Critics saw the move by Calderón and his conservative National Action Party as an attempt to weaken the powerful Mexican Electrical Workers Union, or SME.
It's not that protests are unique to Mexico, either. Even as we sat on the stalled bus, demonstrations against SB 1070 were unfolding in Phoenix, although a federal judge had already blocked key provisions of the law.
Finally the traffic loosened, and we rumbled back to our hotel. But that banner stuck in my mind. I was still pondering it a few days later, as we were touring the mysterious ruins of Teotihuacán, home to the enormously popular sun and moon pyramids.
Our guide, 50-year-old Arturo Guzman, gratefully counts a fair number of Americans among his clientele. But even in the middle of Mexico, SB 1070 stings. "The feeling here in Mexico City is that the (Arizona) law is a threat," said the professorial guide. "If other U.S. states were to do the same thing, it would be a major problem."
Guzman, who spent nearly a decade bouncing around Europe, said the law "oppresses the relationship" between the United States and Mexico, which is a shame, given that we're next-door neighbors. And like Enrique Peralta, he thinks SB 1070 has a racist underbelly. "We see it on TV," he said. The Arizona law "states clearly that people who do not look like Americans, they are the ones who will suffer."
Later, we stopped for dinner at a busy patio restaurant. That's where I met Sergio Rivera, a young ophthalmologist from the wealthy Mexican city of Monterrey. Sipping from a sweaty bottle of Negro Modelo, Rivera predicted that the despised law won't last. And he will not mourn the measure's demise. "It's not that I agree with illegal immigration," he said. "But this is not the solution. It is not the way to confront the problem."
Next to Sergio sat his sister, Karina Rivera. Part of the problem, she said, is that Mexico doesn't have enough jobs to keep its people from leaving for the United States.

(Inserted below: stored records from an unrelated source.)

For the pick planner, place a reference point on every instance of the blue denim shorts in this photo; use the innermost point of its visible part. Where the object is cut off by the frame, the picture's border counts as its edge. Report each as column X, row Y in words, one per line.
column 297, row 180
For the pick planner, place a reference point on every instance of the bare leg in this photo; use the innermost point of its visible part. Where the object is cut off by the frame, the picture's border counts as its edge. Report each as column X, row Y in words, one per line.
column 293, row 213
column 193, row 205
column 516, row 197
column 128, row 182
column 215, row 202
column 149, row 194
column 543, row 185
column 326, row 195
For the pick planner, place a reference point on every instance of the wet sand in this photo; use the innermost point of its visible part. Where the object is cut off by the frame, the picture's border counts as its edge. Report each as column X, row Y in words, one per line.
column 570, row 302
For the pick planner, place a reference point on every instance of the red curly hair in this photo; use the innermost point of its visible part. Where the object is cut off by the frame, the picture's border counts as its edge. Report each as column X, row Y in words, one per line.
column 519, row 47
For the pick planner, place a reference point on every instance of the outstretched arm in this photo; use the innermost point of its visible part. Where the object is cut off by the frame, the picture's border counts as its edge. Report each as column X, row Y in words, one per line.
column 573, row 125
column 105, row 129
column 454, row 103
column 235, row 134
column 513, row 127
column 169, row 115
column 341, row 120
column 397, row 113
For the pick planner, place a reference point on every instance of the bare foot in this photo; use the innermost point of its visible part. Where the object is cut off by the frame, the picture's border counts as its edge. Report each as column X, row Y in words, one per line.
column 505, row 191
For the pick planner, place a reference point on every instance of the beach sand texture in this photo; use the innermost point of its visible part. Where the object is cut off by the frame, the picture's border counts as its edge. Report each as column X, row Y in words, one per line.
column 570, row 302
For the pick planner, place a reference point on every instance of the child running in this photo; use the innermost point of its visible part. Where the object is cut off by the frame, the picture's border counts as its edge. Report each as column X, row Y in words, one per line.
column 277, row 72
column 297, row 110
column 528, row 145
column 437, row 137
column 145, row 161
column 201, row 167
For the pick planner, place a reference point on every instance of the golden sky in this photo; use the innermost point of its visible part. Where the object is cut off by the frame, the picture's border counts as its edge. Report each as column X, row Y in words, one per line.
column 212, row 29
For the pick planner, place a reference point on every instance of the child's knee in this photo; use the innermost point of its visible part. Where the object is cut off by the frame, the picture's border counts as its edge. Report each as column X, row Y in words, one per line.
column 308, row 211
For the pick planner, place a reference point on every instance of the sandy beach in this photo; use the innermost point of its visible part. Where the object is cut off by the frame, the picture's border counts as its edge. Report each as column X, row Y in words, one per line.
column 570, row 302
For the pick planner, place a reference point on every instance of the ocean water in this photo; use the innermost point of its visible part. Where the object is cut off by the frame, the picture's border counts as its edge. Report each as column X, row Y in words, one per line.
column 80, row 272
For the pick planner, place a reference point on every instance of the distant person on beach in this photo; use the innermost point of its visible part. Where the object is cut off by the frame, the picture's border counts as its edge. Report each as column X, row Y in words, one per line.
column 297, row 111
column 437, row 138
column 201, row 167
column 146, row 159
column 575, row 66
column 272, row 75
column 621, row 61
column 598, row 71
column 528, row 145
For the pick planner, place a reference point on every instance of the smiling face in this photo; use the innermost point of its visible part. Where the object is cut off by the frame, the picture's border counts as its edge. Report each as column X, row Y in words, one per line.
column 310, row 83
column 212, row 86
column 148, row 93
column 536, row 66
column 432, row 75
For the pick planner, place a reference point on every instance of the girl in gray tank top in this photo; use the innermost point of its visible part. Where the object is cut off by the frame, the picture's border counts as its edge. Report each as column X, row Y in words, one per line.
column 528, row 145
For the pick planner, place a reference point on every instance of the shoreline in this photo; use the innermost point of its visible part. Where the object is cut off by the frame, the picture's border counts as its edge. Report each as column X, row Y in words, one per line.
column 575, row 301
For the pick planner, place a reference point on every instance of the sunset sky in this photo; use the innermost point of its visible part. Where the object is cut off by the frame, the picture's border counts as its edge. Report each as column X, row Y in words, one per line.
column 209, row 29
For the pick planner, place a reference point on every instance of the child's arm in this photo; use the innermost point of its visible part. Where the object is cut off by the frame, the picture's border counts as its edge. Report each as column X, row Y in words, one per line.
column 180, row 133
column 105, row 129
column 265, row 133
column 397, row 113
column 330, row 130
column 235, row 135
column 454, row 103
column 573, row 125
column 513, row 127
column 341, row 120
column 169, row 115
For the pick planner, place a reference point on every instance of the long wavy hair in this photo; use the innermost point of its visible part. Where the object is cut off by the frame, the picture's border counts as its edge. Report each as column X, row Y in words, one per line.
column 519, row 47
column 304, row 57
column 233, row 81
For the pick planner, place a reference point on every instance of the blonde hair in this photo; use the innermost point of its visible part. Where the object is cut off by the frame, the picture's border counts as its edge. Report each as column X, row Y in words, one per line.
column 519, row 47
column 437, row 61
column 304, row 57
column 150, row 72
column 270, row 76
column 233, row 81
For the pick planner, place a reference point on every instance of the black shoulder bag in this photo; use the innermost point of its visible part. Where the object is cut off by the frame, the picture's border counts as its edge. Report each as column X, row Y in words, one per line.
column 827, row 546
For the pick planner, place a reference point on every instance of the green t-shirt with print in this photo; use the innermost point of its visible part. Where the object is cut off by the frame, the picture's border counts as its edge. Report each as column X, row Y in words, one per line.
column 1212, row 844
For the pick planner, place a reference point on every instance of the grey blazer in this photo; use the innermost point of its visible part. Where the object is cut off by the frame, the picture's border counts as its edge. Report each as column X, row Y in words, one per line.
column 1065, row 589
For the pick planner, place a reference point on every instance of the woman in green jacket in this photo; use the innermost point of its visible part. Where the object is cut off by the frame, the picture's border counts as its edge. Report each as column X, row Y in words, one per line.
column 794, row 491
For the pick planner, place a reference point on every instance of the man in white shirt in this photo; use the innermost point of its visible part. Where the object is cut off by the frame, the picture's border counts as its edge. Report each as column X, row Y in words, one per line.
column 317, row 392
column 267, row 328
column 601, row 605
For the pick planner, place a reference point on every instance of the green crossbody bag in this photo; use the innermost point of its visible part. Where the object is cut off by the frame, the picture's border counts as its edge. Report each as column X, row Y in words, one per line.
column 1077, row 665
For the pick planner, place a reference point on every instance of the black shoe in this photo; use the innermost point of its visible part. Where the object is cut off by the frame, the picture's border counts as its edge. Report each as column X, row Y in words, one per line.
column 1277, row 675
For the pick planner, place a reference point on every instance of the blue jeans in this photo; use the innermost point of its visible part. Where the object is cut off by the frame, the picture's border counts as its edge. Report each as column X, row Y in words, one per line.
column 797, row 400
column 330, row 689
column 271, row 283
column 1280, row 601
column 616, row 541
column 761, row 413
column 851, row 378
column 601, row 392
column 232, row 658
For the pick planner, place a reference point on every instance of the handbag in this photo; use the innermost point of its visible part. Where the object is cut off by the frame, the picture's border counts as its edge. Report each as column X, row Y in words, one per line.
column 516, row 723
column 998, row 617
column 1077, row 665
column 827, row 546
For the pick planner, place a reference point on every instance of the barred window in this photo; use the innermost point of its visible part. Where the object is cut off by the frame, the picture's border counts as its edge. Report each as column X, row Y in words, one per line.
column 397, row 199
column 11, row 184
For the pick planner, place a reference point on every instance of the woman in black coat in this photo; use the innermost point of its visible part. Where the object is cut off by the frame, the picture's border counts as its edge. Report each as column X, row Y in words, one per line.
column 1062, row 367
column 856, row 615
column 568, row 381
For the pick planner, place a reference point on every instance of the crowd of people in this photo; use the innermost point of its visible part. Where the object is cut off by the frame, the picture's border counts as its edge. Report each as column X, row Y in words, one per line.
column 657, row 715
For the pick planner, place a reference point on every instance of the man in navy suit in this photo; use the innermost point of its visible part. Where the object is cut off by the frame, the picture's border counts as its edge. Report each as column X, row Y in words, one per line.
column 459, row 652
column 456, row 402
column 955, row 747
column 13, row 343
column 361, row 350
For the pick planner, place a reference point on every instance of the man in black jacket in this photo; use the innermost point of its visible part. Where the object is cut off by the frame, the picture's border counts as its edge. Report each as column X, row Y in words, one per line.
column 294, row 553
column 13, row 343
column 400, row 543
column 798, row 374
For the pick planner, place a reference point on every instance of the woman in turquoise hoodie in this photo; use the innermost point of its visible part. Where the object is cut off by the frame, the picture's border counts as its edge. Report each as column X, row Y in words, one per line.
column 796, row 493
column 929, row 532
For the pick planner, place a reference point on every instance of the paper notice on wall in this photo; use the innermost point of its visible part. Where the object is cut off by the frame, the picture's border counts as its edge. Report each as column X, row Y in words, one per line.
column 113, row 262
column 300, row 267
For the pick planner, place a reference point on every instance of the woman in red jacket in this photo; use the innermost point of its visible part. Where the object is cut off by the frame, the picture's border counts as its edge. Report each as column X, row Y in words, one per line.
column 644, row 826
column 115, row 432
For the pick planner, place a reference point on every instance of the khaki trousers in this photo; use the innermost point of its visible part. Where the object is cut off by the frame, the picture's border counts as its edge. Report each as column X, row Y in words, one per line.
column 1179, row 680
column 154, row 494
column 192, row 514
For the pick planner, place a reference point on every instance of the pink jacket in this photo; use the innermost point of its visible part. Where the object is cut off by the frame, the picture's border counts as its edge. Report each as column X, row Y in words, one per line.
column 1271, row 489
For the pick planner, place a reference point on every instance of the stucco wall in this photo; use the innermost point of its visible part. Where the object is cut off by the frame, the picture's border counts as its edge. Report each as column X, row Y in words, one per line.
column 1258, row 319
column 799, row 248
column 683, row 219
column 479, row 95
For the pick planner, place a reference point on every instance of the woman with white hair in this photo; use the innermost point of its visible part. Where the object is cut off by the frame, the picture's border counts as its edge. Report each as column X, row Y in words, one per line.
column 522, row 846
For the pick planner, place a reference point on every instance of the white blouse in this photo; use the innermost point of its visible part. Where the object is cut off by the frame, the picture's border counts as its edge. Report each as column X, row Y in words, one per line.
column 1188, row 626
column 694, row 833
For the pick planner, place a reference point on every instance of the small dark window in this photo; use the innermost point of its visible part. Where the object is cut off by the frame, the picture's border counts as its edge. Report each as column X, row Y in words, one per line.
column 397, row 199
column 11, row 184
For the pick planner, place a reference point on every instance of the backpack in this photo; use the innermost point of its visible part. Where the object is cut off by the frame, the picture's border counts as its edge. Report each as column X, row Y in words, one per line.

But as she pointed out, the topic of exports can quickly turn dicey. "After all, Mexico is also now dealing with drug trafficking," she said with a shrug. In other words, America's drug appetite has made the Mexican cartels a rich and very dangerous preoccupation. But Rivera was polite. "It's just very complicated," she said, and sipped on her beer.
A few days after I talked to Sergio and Karina, the 38-year-old, U.S.-educated mayor of Monterrey was kidnapped. A few days after that, cops found his body dumped on a rural road. His hands and feet were bound. He had received death threats from drug cartels.
I wanted to call the Riveras, to see how they felt about this latest casualty of our binational relationship. But in the end, I did not. There's really nothing more to be asked.